Зевс-Питер-Лама нехотя встал со своего места и направился ко мне. Комиссар Левиафан перехватил его.

— Да бросьте, это же смешно! Существует лишь один Адам бис. Тот, кто стоит перед нами, не может быть подделкой.

— Давайте я проверю.

— Ну же, дорогой мой, вы такой великий художник, не уступите же вы этим неврастеническим припадкам, что временами поражают гениальных натур. Никто в мире не сможет сымитировать то, что творите вы своими поразительными руками. Такой шедевр невозможно скопировать!

В глазах Зевса мелькнуло сомнение. Казалось, еще секунда — и он откажется от задуманного. Вдруг его взгляд пересекся с взглядом Фионы, и он, вздохнув, покорно направился в мою сторону.

— Я обычно ставлю две небольшие татуировки на каждую из моих живых скульптур в труднодоступных местах: на правой подмышке и на левой ступне ноги — между двумя последними пальцами. Если этот объект несет на себе данные отметины, он мой. В противном случае…

Я едва не свалился в обморок. Заранее зная ответ, я дрожал от нетерпения, еле сдерживая дрожь. Мое сердце бешено колотилось.

Приступив к осмотру, Зевс быстро обнаружил волдыри и нагноения вокруг сделанных скальпелем насечек, бросил на меня удивленный взгляд, но не сказал ни слова и продолжал, прикрывая пальцами нос, так называемую экспертизу, после чего обернулся к суду.

— Господин судья, уважаемый суд, то, что находится перед вами, всего лишь подделка.

Левиафан рванул из-за своего стола и, заламывая руки, заорал:

— Это невозможно! Как могли одну скульптуру подменить другой?
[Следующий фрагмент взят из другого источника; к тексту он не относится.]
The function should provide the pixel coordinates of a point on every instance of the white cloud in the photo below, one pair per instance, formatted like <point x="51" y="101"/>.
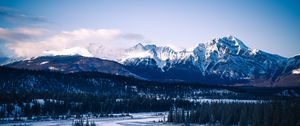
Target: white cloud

Где же тогда оригинал?

— Я не знаю, — ответил Зевс уставшим голосом. — Так или иначе, я самым ответственным образом удостоверяю, что эта вещь не является моим творением.
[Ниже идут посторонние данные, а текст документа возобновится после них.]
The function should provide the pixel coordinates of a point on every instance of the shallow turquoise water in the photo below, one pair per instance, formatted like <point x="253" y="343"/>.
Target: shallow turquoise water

— Десять миллионов! Десять миллионов за подделку! Вы отдаете отчет своим словам?

— Государство приобрело подлинник. Я проверял экспонат в зале аукциона. А теперь обнаруживаю подделку. Я ничего не хочу объяснять, я просто констатирую факт. Прикажите начать служебное расследование! Какого черта, займитесь своей работой!
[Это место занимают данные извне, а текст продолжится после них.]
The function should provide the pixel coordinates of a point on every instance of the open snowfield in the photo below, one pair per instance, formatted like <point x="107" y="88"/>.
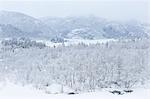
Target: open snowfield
<point x="11" y="91"/>
<point x="76" y="41"/>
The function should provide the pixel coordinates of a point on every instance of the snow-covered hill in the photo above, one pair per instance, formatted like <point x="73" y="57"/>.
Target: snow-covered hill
<point x="89" y="27"/>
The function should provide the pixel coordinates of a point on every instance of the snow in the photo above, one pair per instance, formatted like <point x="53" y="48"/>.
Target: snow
<point x="13" y="91"/>
<point x="76" y="41"/>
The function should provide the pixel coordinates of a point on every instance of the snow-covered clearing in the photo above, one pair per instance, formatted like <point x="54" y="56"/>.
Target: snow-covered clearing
<point x="12" y="91"/>
<point x="75" y="42"/>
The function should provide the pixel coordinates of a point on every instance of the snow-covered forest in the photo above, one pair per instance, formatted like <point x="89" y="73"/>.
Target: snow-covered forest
<point x="115" y="64"/>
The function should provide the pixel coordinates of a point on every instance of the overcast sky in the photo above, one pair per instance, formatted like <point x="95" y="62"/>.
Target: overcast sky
<point x="109" y="9"/>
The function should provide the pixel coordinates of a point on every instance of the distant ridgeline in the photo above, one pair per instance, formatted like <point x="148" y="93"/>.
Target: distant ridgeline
<point x="22" y="43"/>
<point x="90" y="27"/>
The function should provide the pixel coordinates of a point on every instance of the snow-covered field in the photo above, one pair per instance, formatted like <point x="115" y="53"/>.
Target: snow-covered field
<point x="75" y="42"/>
<point x="12" y="91"/>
Зевс-Питер-Лама вновь развернулся во всей своей гневной красе. Он снова обрел свой неповторимый апломб, не стесняясь осыпать публику оскорблениями.

— Это вы мне скажите, куда девалось творение моих рук? Плод моего гениального труда? Я доверил вам продукт своего творчества, в который вложил сорок лет напряженной работы, а вы теряете его как банальную шпильку? На каком свете мы находимся? С кем я говорю? Верните мне мой шедевр! Верните мне мой шедевр!

Резкой пружинистой походкой он покинул зал суда, на прощанье оглушительно хлопнув дверью. Публика иступленно скандировала, провожая его:

— Верните ему шедевр! Верните ему шедевр!

В то время как комиссар правительства Левиафан падал в обморок, Дюран-Дюран колотил своих подчиненных, а судья Альфа, схватив молоточек обоими плавниками, расправлялся со своим столом, Фиона издалека с озорным видом подмигнула мне.

— Я же сказал вам, очистите зал от этой швали! Мы не можем загромождать здание суда всякими вульгарными подделками!

Служащие суда перенесли меня, дрожавшего как осиновый лист, и положили на кусок картона в подсобном помещении, куда обычно складывался мусор.

Фиона уже поджидала меня, с набитой одеждой сумкой в руке. Я быстро оделся, и мы застыли в долгом поцелуе.

— Идем. Карета скорой помощи ждет нас на прилегающей к суду улице.

— Так ты знала, что я болен?

— О, Адам, неужели ты мог подумать, что я не замечу этого еще в первый раз, когда увидела тебя в музее?